How to serialize/unserialize the cache in/from a file?
deeplook opened this issue · 4 comments
Having the cache info is very useful, but I'm missing an entry to the cache itself so I could serialize it and reuse it later. Is there any way to do that already?
>>> f.cache_info()
CacheInfo(hits=8207, misses=1957, current_size=1957, max_size=None,
algorithm=<CachingAlgorithmFlag.LRU: 2>, ttl=None,
thread_safe=True, order_independent=False, use_custom_key=False)
I'm also hoping for some sort of pickling feature in the future!
I may be able to contribute to the project by implementing this feature if the maintainers have the will of answering some possible questions I may have during development.
After careful consideration, I'm sorry that a serialization/deserialization feature can not yet be implemented in this library. Although it would be a really nice and useful feature, it seems that the cons still outweigh the pros, and some challenges must be addressed.

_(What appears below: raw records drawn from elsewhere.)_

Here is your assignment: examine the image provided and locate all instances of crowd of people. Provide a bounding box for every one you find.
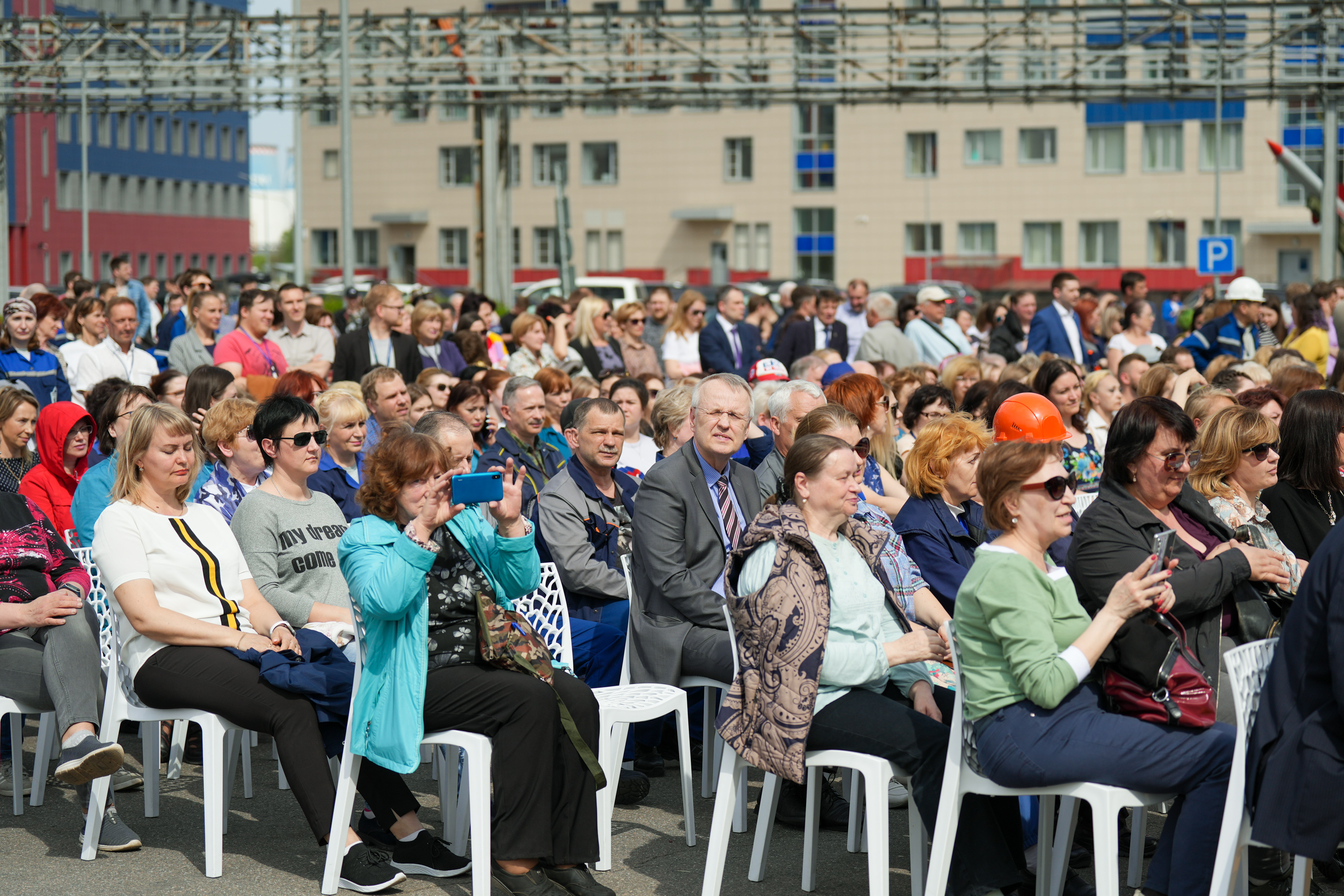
[0,268,1344,896]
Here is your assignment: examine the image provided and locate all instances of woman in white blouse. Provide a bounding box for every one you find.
[93,404,405,892]
[663,289,706,380]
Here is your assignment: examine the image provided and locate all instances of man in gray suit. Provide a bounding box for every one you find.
[630,373,761,685]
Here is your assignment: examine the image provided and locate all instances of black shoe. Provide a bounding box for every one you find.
[392,830,472,877]
[338,844,406,894]
[607,769,649,806]
[774,779,849,830]
[491,861,568,896]
[634,744,667,778]
[545,865,616,896]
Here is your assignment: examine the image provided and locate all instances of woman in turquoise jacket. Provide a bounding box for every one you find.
[338,425,614,896]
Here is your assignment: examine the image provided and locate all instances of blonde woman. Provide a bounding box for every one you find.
[663,289,706,380]
[1083,371,1125,454]
[570,298,625,380]
[94,404,405,892]
[168,289,224,376]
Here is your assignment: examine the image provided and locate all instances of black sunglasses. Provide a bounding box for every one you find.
[1242,442,1278,461]
[1021,473,1078,501]
[280,430,327,448]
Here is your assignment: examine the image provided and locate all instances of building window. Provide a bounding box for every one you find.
[1144,123,1185,172]
[1078,221,1120,267]
[438,146,476,187]
[1199,121,1242,171]
[793,104,836,190]
[957,222,997,255]
[355,229,378,267]
[1021,222,1064,267]
[438,227,470,267]
[1017,127,1055,165]
[906,222,942,256]
[1083,125,1125,175]
[1148,221,1185,267]
[723,137,751,181]
[532,144,570,187]
[312,229,340,267]
[906,131,938,177]
[532,227,560,267]
[583,144,617,184]
[793,208,836,279]
[966,130,1004,165]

- Deserialization is an unsafe operation which caused a large number of vulnerabilities in many programming languages (for example, Python's
pickle
is unsafe). So, it must be designed very carefully, especially in a library which is depended by a lot of software. - It is difficult (or even impossible) to consistently maintain the serialized cache when the code changes.
For example, given a foo
@cached
def foo(x):
return x
One day, we serialize the cache by foo.serialize(...)
. After several revisions, we changed the logic of foo
:
@cached
def foo(x):
return x + 1
If we deserialize the cache by foo.deserialize(...)
, what will happen is that we will get wrong results (we get x
instead of x + 1
when we call foo(x)
).
If anyone:
- finds a way to keep the serialized cache consistent with the code (for example, raise an error if the code has been changed)
- has the capability and resources to implement a serialization feature free from vulnerabilities
Please comment or submit PRs. Thank you!
@lonelyenvoy Have you looked at how joblib.Memory
approaches this? https://github.com/joblib/joblib/blob/55d97abd59dbc703579307f9d359870be436ebd1/joblib/memory.py#L672
Joblib also does a better job of dealing with the input args. It takes a sensibly filtered set of the arguments, assembles them into a list, pickle.dumps
the list, hashes the bytes and uses this as the key.
Sorry, how do you pickle the cache? I get that you might not want to have serde code in the library, but folks should be able to do that themselves via exposed apis to get and set the cache.